En octobre 2015, les demandeurs circulent à pied sur le boulevard St-Laurent. Des policiers du SPVM les interceptent au motif qu’ils auraient aperçu l’un d’eux boire au goulot d’une bouteille de bière et l’autre jeter un sac de plastique sur la voie publique. L’interception dégénère. Des constats d’infractions leur sont remis, pour lesquels ils seront éventuellement acquittés.

La Cour supérieure prend acte de la décision précitée du Tribunal des droits de la personne. Puis, après avoir analysé longuement les motifs sous-jacents à l’interpellation policière et l’escalade verbale et physique qui s’est ensuivie, traite ainsi de la question du profilage racial qui est soulevée par les demandeurs :

[12] Le Tribunal est sensible à la dimension raciale de l’Évènement. La jurisprudence reconnaît qu’au Québec et ailleurs au Canada, certains jeunes hommes noirs peuvent être traités différemment de jeunes hommes blancs placés dans la même situation, en particulier dans leurs rapports avec les services policiers.

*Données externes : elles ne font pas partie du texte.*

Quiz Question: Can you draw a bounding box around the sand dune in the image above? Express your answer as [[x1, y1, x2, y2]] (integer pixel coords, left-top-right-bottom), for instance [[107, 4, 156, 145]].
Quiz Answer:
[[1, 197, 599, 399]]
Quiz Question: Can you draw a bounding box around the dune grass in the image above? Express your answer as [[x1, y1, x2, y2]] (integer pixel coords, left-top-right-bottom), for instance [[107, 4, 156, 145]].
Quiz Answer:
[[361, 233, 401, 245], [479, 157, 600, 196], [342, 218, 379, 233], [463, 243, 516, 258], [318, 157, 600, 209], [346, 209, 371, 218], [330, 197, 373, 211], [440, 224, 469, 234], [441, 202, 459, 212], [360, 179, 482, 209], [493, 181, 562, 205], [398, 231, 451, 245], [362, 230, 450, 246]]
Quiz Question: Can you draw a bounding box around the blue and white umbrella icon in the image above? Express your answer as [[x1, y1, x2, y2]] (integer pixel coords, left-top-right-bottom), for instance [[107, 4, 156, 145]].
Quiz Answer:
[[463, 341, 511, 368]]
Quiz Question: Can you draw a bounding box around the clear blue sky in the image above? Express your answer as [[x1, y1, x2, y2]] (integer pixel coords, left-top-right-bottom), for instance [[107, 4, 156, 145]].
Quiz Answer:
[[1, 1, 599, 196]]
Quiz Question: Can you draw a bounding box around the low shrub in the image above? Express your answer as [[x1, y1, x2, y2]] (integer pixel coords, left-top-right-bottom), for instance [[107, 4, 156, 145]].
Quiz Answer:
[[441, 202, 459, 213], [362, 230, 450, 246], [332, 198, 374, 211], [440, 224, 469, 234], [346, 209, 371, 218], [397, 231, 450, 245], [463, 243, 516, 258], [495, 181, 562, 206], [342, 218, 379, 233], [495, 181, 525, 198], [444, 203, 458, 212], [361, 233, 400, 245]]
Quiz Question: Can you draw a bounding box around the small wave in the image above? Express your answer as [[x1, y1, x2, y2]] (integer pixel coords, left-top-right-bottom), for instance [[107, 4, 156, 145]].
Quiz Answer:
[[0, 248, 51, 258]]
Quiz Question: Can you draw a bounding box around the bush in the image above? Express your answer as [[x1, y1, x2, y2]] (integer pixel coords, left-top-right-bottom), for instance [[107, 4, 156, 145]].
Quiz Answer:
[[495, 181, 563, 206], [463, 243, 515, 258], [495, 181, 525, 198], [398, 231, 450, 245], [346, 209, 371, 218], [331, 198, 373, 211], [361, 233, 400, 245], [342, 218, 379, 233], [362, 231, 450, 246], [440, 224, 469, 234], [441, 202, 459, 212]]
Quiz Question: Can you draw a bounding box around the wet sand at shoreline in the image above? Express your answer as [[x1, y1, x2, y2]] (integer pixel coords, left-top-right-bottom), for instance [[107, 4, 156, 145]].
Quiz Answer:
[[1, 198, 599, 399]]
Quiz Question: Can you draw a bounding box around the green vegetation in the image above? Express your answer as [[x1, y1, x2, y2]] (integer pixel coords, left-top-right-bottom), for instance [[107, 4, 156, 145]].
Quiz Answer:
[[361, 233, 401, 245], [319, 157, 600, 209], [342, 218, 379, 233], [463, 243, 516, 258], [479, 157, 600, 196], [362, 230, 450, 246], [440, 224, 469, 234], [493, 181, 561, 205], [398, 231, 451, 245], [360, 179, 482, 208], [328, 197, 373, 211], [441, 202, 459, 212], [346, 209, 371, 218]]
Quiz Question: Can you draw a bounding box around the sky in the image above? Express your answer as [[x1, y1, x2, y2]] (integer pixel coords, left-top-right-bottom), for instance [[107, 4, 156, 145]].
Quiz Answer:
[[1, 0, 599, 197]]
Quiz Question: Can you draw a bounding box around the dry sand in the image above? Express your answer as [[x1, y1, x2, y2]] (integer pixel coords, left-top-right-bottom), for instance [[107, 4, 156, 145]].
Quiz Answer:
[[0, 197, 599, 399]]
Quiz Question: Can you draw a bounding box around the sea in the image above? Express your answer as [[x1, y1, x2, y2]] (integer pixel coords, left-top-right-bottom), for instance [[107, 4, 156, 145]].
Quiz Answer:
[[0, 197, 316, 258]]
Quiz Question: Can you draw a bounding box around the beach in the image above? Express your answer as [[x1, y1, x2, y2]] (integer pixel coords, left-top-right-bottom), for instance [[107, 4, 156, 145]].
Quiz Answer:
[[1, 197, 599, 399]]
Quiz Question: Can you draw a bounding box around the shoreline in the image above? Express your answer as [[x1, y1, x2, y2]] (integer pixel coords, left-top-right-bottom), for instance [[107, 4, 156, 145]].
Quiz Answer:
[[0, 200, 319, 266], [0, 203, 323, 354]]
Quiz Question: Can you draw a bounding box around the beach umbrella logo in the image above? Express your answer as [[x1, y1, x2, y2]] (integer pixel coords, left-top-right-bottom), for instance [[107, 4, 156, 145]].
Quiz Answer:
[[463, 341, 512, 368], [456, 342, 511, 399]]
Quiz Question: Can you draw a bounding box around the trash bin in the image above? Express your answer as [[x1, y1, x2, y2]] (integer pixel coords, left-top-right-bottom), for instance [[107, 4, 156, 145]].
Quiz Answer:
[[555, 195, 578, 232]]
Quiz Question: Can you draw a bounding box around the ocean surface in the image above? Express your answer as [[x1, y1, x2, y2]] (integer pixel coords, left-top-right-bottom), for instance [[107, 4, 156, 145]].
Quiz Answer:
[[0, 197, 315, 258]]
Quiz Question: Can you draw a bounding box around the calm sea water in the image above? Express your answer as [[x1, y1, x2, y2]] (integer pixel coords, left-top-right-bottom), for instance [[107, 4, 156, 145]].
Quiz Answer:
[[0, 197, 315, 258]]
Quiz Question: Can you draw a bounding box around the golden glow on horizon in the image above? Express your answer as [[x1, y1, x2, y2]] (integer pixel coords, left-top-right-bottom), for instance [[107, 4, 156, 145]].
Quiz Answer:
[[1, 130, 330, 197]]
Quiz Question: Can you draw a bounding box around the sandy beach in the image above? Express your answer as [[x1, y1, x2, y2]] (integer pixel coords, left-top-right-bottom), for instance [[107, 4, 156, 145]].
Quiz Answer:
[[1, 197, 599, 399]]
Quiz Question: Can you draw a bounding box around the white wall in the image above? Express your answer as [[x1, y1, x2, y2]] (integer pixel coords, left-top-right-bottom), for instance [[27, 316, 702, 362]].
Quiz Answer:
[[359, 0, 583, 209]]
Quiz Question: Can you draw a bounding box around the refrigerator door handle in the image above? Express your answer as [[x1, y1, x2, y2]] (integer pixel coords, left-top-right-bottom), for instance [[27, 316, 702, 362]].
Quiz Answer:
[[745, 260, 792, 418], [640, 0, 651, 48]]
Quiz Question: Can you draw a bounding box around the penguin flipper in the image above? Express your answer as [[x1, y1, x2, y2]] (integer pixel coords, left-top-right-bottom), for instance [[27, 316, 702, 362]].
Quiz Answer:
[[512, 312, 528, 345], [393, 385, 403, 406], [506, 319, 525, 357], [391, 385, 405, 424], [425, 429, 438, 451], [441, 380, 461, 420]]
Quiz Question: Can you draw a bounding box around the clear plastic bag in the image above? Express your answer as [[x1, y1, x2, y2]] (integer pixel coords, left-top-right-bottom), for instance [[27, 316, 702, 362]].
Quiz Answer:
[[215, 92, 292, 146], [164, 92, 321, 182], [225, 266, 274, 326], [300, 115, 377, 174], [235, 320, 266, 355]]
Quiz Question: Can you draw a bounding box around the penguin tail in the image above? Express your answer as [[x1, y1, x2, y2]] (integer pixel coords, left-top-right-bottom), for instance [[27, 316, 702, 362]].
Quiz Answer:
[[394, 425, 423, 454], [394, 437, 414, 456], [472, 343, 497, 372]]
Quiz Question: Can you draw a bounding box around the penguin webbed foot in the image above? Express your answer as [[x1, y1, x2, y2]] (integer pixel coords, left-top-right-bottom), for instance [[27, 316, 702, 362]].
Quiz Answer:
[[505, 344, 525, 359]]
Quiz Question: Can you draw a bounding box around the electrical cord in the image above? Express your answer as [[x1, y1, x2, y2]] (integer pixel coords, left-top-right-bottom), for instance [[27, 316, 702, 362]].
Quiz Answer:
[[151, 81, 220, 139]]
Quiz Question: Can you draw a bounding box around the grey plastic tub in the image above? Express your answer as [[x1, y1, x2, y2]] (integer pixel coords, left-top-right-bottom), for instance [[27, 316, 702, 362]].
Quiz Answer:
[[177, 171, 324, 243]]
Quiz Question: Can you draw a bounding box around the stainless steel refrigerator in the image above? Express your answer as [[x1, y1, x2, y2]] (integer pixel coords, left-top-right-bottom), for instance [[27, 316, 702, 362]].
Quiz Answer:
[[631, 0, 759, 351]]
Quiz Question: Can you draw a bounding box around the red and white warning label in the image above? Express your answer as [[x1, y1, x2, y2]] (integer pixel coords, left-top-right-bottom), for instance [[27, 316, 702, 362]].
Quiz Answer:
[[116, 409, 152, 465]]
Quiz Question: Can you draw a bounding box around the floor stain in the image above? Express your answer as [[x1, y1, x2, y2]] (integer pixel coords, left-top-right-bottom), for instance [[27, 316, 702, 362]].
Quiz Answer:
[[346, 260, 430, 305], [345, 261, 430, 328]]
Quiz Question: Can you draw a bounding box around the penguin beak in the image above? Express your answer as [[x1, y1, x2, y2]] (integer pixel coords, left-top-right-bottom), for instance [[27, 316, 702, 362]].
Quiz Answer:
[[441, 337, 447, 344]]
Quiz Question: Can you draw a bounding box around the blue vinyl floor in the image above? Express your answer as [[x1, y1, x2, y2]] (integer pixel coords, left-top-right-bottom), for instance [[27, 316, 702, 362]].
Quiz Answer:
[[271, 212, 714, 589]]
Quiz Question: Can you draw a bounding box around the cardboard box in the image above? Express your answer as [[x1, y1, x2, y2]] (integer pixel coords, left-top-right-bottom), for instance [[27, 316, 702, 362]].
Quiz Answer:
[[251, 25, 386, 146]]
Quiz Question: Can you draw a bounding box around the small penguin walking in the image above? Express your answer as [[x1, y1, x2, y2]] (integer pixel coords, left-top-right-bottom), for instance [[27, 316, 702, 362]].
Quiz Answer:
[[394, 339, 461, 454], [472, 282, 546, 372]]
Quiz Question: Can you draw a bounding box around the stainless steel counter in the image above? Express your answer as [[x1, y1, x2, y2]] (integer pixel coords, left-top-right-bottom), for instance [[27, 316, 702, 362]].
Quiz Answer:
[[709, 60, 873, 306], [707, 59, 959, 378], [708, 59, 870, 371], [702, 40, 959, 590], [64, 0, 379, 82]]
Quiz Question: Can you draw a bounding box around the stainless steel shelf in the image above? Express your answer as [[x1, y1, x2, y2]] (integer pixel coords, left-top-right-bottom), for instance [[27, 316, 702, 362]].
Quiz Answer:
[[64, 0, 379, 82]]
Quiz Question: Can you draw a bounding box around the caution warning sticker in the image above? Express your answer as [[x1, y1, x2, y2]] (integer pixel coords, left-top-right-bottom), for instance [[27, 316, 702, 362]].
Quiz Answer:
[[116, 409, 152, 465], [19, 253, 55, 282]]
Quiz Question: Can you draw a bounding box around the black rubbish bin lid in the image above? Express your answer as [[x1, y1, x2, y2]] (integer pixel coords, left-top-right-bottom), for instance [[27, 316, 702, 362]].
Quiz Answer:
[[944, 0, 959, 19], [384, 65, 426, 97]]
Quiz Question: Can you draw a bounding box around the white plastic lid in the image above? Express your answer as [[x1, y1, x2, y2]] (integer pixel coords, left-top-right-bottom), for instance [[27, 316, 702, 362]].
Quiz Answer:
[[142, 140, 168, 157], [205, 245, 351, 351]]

[13] Cependant, le Tribunal doit trancher le litige en appliquant adéquatement les règles de preuve, en bannissant le recours inapproprié aux généralisations et aux stéréotypes. Il s’agit de décider spécifiquement si les policiers Bonenfant et Ranger ont agi fautivement et engagé leur responsabilité civile (et celle de leur employeur) envers les deux demandeurs et ce, que la couleur de la peau de ces deux derniers ait ou non influé sur les actes et omissions des policiers.

(…)

[450] Assurément, il est objectivement troublant qu’une interpellation pour des infractions relativement mineures ait dégénéré de la sorte, entraînant usage de la force, arrestation des deux citoyens, menottage de ceux-ci et déplacement de M. Muzaula jusqu’au PDQ21.

[451] Cette situation troublante engendre des présomptions dont il faut mesurer le caractère grave, précis et concordant. La logique, le bon sens et le droit poussent à exiger que les policiers s’expliquent.

[452] La couleur de la peau de MM. Lezoka et Muzaula correspondent au deuxième critère.

[453] Et clairement, sans qu’il soit besoin de le mesurer précisément à ce stade, on ne peut douter que l’Évènement a été une expérience malheureuse pour les deux demandeurs.

[454] Mais d’autre part, les défendeurs démontrent que le déroulement de l’Évènement ne révèle aucune faute de leur part. Même s’il y a eu escalade, celle-ci était justifiée en exécution d’une intervention policière raisonnable.

[455] Les étapes d’intervention édictées au Code de procédure pénale ont été accomplies l’une après l’autre.

[456] On ne peut postuler qu’un citoyen qui se livre « seulement » à une incivilité en contravention d’un règlement municipal, échappe à tout contrôle policier et détient le droit de véto quand un agent de la paix l’informe de la délivrance d’un constat d’infraction. Quand un règlement municipal est validement adopté et mis en vigueur, un citoyen ne peut décider des dispositions qui s’appliquent à lui et de celles face auxquelles il détient une immunité. À ce prix, la paix publique deviendrait très difficile à préserver, en particulier dans les quartiers centraux d’une grande ville.

Un commentaire en terminant

On voit donc dans les jugements précités que la question du profilage racial et de la discrimination est intimement liée à une question préalable, soit celle de la faute civile des policiers. Or, il ne faudrait pas prétendre que toute faute policière à l’égard d’une personne racisée est, en tout ou en partie, fondée sur des stéréotypes conscients ou inconscients du policier. Une preuve suffisante doit être administrée à cet égard.

En effet, les policiers peuvent commettre une simple faute civile à l’égard d’une personne racisée (laquelle devra être dûment compensée) sans que des stéréotypes conscients ou inconscients ne soient nécessairement en jeu. Ainsi, le Tribunal des droits de la personne n’a pas (et ne devraient pas) avoir systématiquement compétence en matière de responsabilité policière à l’égard des personnes racisées.